I have a dataframe with a column 'Links' that contains the URLs to a few thousand online articles. There is one URL for each observation.
urls_list = ['http://www.ajc.com/news/world/atlan...',
'http://www.seattletimes.com/sports/...',
'https://www.cjr.org/q_and_a/washing...',
'https://www.washingtonpost.com/grap...',
'https://www.nytimes.com/2017/09/01/...',
'http://www.oregonlive.com/silicon-f...']
df = pd.DataFrame(urls_list,columns=['Links'])
I additionally have a dictionary that contains publication names as keys and domain names as values.
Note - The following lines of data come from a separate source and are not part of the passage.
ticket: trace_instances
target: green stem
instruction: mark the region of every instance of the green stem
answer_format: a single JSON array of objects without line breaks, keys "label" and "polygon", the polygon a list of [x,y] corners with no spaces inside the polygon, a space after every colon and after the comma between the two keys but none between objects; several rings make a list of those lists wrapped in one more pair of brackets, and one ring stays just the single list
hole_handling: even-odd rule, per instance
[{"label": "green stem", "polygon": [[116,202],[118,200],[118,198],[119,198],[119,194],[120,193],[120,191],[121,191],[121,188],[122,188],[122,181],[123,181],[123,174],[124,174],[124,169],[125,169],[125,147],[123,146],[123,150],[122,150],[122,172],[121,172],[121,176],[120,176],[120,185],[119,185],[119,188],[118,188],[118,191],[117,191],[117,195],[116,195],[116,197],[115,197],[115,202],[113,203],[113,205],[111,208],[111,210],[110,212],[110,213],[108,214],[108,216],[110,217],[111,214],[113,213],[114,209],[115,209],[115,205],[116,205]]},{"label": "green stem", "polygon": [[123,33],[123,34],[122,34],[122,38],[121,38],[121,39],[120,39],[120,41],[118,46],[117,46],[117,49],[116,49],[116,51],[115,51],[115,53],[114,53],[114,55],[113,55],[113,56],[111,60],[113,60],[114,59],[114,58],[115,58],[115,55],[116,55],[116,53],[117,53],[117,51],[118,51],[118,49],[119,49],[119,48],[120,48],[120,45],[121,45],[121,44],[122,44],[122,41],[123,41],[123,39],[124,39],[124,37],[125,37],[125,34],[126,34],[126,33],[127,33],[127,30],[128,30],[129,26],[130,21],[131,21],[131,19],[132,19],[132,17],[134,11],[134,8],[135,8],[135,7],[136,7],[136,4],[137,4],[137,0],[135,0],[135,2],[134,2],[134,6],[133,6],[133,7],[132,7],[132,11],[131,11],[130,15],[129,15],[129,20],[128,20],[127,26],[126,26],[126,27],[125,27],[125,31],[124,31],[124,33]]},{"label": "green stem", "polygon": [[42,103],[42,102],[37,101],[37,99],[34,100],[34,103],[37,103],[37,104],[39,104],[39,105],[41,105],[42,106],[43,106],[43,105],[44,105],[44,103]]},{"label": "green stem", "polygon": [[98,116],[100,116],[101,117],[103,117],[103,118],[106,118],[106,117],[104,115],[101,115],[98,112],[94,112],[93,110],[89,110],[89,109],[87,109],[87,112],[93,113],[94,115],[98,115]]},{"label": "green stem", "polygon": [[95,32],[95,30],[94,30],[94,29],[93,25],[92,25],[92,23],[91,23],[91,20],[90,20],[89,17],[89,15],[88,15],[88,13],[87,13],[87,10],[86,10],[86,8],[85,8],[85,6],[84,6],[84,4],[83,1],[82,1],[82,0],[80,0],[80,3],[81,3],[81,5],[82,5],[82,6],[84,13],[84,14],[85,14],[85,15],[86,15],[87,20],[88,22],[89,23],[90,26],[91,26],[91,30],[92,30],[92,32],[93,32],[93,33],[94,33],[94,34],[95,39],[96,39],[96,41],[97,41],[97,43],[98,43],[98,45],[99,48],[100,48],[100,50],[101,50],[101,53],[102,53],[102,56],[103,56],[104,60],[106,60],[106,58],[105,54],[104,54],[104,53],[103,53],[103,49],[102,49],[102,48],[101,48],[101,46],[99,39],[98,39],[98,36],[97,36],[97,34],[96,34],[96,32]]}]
urls_dict = dict({'Atlanta Journal-Constitution':'ajc.com',
'The Washington Post':'washingtonpost.com',
'The New York Times':'nytimes.com'})
I'd like to filter the dataframe to get only those observations where the 'Links' column contains the domains in the dictionary values, while at the same time assigning the publication name in the dictionary keys to a new column 'Publication.' What I envisioned is using the below code to create the 'Publication' column then dropping None's from that column to filter the dataframe after the fact.
pub_list = []
for row in df['Links']:
for k,v in urls_dict.items():
if row.find(v) > -1:
publication = k
else:
publication = None
pub_list.append(publication)
However, the list pub_list that I get in return - while appearing to do what I intended - is three times as long as my dataframe. Can someone suggest how to fix the above code? Or, alternatively, suggest a cleaner solution that can both (1) filter the 'Links' column of my dataframe using the dictionary values (domain names) while (2) creating a new 'Publication' column of the dictionary keys (publication names)? (Please note that the df is created here with only one column for brevity; the actual file will have many columns and thereby I have to be able to specify which column to filter on.)
EDIT: I wanted to give some clarification's given RagingRoosevelt's answer. I'd like to avoid using merging as some of the domains may not be exact matches. For example, with ajc.com I'd also like to be able to capture myajc.com, and with washingtonpost.com I'd want to get sub-domains like live.washingtonpost.com as well. Hence, I was hoping for a type of "find substring in string" solution with str.contains(), find(), or the in operator.